De cette période, Sedaka a interprété son premier succès chez RCA, The Diary, inspiré du journal personnel de Connie Francis que cette dernière refusait de lui laisser lire, Happy Birthday Sweet Sixteen, Next Door To An Angel, Breaking Up Is Hard To Do et l’incontournable Calendar Girl. Il a même ajouté à cette séquence Where The Boys Are, composée à l’intention de Francis, la seule chanson qu’il a intentionnellement composée pour quelqu’un autre en 65 ans de carrière.

Ça, bien sûr, c’est la portion que tout le monde se souvient de Sedaka. Les années « teen idol ». Les années de gloire. Les titres emblématiques. Comme Diana, Lonely Boy et Put Your Head On My Shoulder pour Paul Anka. Comparons des artistes similaires et de la même période.

Ce dont on ne se souvient plus, c’est la suite.

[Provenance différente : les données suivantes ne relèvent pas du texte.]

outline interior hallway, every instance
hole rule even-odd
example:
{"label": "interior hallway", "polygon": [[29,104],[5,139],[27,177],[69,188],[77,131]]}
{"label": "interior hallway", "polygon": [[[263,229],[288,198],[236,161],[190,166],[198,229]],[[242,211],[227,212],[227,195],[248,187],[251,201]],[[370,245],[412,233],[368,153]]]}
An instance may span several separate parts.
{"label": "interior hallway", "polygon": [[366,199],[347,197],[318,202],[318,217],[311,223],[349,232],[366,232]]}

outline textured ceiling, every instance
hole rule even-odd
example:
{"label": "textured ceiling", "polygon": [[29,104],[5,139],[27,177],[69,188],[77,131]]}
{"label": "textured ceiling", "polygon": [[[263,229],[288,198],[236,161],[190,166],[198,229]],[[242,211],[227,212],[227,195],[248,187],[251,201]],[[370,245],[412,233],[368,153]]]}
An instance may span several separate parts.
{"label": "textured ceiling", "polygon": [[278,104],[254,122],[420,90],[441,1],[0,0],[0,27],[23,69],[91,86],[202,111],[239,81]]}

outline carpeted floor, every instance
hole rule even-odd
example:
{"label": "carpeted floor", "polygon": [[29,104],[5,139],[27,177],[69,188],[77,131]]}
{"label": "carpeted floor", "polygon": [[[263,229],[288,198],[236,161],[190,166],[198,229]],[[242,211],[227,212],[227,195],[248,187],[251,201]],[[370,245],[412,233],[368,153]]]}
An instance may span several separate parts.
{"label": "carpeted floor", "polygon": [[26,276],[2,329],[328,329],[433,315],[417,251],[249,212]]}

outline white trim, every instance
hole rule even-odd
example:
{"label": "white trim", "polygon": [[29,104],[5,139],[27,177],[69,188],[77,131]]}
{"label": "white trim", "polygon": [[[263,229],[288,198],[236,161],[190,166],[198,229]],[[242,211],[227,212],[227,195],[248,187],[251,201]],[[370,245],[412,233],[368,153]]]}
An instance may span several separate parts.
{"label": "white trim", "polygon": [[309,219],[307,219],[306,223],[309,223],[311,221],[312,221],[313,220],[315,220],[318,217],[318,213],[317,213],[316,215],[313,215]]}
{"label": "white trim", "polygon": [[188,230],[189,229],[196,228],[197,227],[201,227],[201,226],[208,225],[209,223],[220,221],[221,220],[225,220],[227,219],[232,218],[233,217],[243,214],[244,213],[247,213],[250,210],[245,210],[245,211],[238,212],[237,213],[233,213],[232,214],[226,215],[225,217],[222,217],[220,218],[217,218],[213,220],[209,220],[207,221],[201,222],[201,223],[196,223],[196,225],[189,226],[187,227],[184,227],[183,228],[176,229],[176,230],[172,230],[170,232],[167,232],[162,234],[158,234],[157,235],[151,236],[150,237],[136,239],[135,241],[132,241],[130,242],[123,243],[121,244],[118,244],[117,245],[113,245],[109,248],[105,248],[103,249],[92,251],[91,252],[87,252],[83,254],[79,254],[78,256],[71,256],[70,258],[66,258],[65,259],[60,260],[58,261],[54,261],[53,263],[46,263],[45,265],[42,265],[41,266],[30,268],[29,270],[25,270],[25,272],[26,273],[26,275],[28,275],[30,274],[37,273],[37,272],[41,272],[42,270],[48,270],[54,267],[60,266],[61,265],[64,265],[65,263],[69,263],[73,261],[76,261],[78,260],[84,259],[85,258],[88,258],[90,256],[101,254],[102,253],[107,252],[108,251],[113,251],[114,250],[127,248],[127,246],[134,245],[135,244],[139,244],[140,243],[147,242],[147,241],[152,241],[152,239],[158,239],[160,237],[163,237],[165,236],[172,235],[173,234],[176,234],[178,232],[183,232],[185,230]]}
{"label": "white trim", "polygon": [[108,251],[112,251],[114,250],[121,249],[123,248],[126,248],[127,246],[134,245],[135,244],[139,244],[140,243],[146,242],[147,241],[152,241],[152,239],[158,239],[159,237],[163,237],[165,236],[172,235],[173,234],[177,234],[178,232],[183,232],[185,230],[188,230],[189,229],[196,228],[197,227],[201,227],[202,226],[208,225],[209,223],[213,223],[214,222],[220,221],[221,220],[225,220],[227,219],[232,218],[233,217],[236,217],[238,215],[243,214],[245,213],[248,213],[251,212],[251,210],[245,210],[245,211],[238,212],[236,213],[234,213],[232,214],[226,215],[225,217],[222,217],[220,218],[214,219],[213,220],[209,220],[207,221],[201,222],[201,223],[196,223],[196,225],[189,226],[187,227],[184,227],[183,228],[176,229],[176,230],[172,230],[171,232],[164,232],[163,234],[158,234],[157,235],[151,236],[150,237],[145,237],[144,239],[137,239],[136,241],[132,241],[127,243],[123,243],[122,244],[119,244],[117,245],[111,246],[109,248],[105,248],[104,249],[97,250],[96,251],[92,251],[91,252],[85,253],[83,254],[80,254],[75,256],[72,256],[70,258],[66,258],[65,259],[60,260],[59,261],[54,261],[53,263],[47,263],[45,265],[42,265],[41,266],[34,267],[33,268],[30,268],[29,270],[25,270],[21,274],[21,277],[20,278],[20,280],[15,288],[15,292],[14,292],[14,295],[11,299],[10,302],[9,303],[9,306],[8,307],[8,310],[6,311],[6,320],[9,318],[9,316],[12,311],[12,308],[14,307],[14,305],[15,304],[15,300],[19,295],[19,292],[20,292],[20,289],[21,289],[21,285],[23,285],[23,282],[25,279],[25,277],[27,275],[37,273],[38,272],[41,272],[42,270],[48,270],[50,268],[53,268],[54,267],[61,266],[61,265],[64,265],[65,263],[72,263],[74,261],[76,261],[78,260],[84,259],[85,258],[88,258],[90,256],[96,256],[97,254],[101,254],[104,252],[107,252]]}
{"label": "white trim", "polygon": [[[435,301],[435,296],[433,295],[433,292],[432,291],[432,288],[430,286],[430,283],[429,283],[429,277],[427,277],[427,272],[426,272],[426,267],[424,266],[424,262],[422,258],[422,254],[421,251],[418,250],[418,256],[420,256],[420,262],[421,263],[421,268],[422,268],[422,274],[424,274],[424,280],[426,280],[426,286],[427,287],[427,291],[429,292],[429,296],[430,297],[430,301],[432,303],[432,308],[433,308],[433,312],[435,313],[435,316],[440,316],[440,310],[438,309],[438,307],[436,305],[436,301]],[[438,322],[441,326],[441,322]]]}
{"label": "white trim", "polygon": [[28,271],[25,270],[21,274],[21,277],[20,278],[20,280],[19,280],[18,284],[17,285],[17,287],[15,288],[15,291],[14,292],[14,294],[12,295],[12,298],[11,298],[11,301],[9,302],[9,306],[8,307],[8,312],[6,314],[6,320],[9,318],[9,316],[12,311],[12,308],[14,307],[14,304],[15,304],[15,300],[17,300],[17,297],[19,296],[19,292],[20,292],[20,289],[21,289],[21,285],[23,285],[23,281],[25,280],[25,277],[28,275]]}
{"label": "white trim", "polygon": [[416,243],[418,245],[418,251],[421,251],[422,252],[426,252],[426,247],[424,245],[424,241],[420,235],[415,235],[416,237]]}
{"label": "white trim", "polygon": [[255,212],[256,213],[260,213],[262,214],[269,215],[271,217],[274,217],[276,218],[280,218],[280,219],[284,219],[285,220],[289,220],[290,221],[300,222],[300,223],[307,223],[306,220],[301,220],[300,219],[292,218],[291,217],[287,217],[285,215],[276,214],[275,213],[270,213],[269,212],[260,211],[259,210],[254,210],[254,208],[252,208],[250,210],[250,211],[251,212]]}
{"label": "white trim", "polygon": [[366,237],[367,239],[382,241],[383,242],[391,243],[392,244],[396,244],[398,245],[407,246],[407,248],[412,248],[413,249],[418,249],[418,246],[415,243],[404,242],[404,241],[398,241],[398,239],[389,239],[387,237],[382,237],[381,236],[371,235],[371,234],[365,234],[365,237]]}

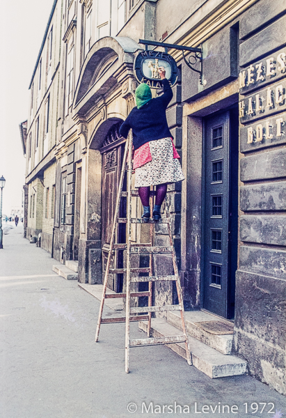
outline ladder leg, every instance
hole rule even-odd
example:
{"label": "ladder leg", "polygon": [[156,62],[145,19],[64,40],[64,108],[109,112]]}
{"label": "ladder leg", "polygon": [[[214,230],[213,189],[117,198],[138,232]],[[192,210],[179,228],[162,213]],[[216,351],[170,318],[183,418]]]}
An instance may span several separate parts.
{"label": "ladder leg", "polygon": [[186,332],[186,320],[185,320],[185,318],[184,318],[184,302],[183,302],[183,297],[182,297],[182,287],[181,287],[181,284],[180,282],[179,271],[178,271],[178,269],[177,269],[176,255],[175,255],[175,247],[174,247],[174,242],[173,242],[173,240],[172,231],[171,231],[171,229],[170,229],[169,210],[168,210],[168,208],[167,208],[167,207],[166,207],[166,212],[167,219],[168,219],[168,233],[169,233],[170,245],[173,247],[173,254],[172,254],[173,267],[173,269],[174,269],[175,276],[176,277],[176,288],[177,288],[177,298],[178,298],[178,300],[179,300],[179,304],[182,307],[182,310],[181,310],[181,320],[182,320],[182,330],[183,330],[184,335],[184,336],[186,338],[185,348],[186,348],[186,361],[188,362],[188,364],[189,364],[190,366],[191,366],[193,363],[192,363],[191,351],[190,351],[190,348],[189,348],[188,334]]}
{"label": "ladder leg", "polygon": [[[152,190],[152,191],[154,190],[154,186],[150,187],[150,190]],[[151,204],[150,204],[151,215],[153,212],[153,209],[154,209],[154,196],[152,196]],[[152,246],[153,246],[154,244],[154,225],[150,224],[150,242],[151,242]],[[150,271],[149,272],[149,276],[152,276],[153,274],[153,254],[150,254],[149,255],[149,267],[150,267]],[[150,281],[149,285],[148,285],[148,290],[149,290],[149,293],[150,293],[150,296],[148,297],[148,307],[152,307],[153,286],[154,286],[153,282]],[[148,324],[147,324],[147,336],[148,337],[150,337],[151,335],[152,312],[149,312],[148,315],[149,315],[149,318],[148,318]]]}
{"label": "ladder leg", "polygon": [[110,240],[110,248],[109,248],[109,255],[107,257],[106,267],[105,269],[104,281],[103,289],[102,289],[102,300],[100,302],[100,312],[98,314],[97,325],[96,327],[95,342],[98,341],[98,336],[99,336],[100,330],[100,325],[101,325],[102,318],[103,308],[104,308],[104,299],[105,299],[105,295],[106,293],[106,288],[107,288],[107,281],[108,281],[110,264],[111,264],[111,254],[112,254],[113,245],[113,242],[114,242],[114,238],[115,238],[115,233],[116,233],[116,229],[117,218],[118,217],[119,204],[120,202],[120,193],[121,193],[122,188],[124,174],[125,172],[125,169],[126,167],[126,161],[127,161],[127,158],[128,148],[129,148],[129,139],[127,139],[126,141],[125,150],[124,156],[123,156],[122,168],[121,170],[120,180],[119,182],[118,192],[117,194],[117,198],[116,198],[116,210],[115,210],[114,218],[113,218],[113,224],[112,226],[111,237],[111,240]]}
{"label": "ladder leg", "polygon": [[132,137],[129,134],[128,143],[128,178],[127,178],[127,249],[126,257],[126,319],[125,319],[125,371],[129,372],[130,347],[130,247],[131,247],[131,198],[132,180]]}

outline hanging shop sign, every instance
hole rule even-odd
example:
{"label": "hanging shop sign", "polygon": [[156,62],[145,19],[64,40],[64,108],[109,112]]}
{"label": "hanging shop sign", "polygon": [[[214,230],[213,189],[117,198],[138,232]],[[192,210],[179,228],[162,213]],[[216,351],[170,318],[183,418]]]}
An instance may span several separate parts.
{"label": "hanging shop sign", "polygon": [[177,79],[177,67],[175,59],[166,52],[143,51],[134,62],[134,73],[139,83],[145,83],[151,88],[162,88],[163,84],[159,73],[160,67],[166,71],[165,77],[173,86]]}

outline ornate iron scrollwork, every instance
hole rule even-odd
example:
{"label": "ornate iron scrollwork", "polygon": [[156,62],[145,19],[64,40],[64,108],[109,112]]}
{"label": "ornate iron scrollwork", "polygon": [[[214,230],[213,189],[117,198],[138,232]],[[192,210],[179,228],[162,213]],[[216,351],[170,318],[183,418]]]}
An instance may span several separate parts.
{"label": "ornate iron scrollwork", "polygon": [[[197,51],[191,52],[187,57],[186,57],[186,55],[184,53],[184,49],[182,49],[182,52],[183,54],[184,61],[186,63],[186,64],[189,68],[191,68],[191,70],[193,70],[193,71],[196,71],[196,72],[199,73],[200,84],[204,85],[204,83],[202,82],[202,51],[201,51],[200,52],[198,52]],[[199,70],[193,67],[193,65],[196,65],[196,64],[198,62],[200,63],[200,68]]]}

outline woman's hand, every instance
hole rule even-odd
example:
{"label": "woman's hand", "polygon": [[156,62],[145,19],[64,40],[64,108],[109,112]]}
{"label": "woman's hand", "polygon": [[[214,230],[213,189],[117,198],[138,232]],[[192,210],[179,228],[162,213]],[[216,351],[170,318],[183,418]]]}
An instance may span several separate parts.
{"label": "woman's hand", "polygon": [[159,71],[159,74],[160,75],[160,78],[161,80],[163,79],[166,78],[165,77],[166,71],[165,71],[165,68],[164,67],[159,67],[158,71]]}

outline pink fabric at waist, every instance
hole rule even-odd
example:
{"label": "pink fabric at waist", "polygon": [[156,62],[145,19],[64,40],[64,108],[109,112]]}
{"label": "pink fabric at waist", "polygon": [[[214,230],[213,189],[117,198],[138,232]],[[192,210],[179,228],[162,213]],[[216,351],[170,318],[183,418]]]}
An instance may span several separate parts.
{"label": "pink fabric at waist", "polygon": [[[172,138],[170,139],[172,141],[174,158],[180,158],[175,148]],[[152,161],[152,155],[150,150],[149,142],[147,142],[146,144],[141,145],[138,149],[135,150],[133,157],[133,169],[138,169],[150,161]]]}

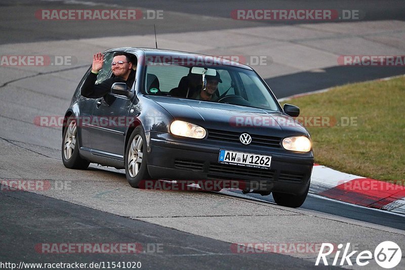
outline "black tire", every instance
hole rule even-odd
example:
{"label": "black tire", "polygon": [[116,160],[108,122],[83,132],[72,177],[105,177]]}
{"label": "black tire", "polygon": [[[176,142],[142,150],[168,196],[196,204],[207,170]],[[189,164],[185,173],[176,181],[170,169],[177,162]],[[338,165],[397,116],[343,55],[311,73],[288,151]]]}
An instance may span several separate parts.
{"label": "black tire", "polygon": [[66,168],[85,170],[89,167],[90,162],[80,156],[77,139],[76,120],[70,117],[66,121],[62,137],[62,160]]}
{"label": "black tire", "polygon": [[[139,142],[140,138],[142,139],[142,142],[140,143],[141,145],[137,144],[137,143],[140,143]],[[134,147],[131,145],[133,142],[134,143]],[[132,134],[131,134],[125,148],[125,175],[128,183],[133,187],[138,187],[140,182],[143,180],[150,179],[150,176],[148,172],[146,162],[147,152],[145,132],[141,126],[138,126],[135,128],[135,129],[132,132]],[[141,162],[139,162],[140,152],[142,153],[142,156],[141,157]],[[135,156],[135,152],[137,153],[136,156]],[[130,163],[132,163],[131,165],[130,165]],[[137,166],[137,168],[135,168],[134,166]]]}
{"label": "black tire", "polygon": [[275,203],[282,206],[297,208],[302,205],[308,195],[309,190],[309,185],[308,185],[305,192],[301,195],[292,195],[285,193],[273,192],[273,199]]}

Le retour durant les années 1970. Entendre The Hungry Years, que Sinatra a lui-même interprétée en spectacle devant Sedeka, s’est essentiellement découvrir un petit trésor du passé. Écouter Solitaire, que j’ai connue par l’entremise d’Elvis, mais qui fut aussi un succès pour The Carpenters, c’est mesurer qu’une grande chanson demeure une grande chanson, peu importe qui est le grand interprète. Et que dire The Laughter In the Rain, LA chanson qui a signifié le retour au sommet des palmarès en 1974. De toute beauté.

Et quand Sedaka se sert de Love Will Keep Us Together, une autre de ses chansons qui est devenue un numéro 1, cette fois, pour Captain & Tennille, afin d’expliquer comment il compose, on est dans l’ordre de la master class.

Tout ça, entrecoupé de relectures de Should Have Never Let You Go, en duo avec sa choriste, et de chansons plus récentes telles Do You Remember et la très jolie, I Do It For the Applause, avec mises en situation et anecdotes.

Pianiste de formation classique, Sedeka se fend même de la Valse minute, de Chopin, avant de reprendre Breaking Up Is Hard To Do, en version lente et jazzy. Les deux versions, l’originale de 1962 et la seconde, de 1975, ont atteint les sommets des palmarès. Aucun autre artiste n’a réussi un tel exploit avec deux versions distinctes. Chubby Checker l’a fait, mais avec la même version de la chanson The Twist, à des époques différentes (années 1960 et 1980)

Quand Sedaka a bouclé ses 90 minutes de prestation avec That’s When The Music Takes Me, je me suis dit que le déplacement (470 kilomètres de route) en avait valu royalement la peine. Et que j’allais chanter toutes ces chansons de légende dans la bagnole lors du retour en me disant que je l’ai ai enfin entendues sur scène.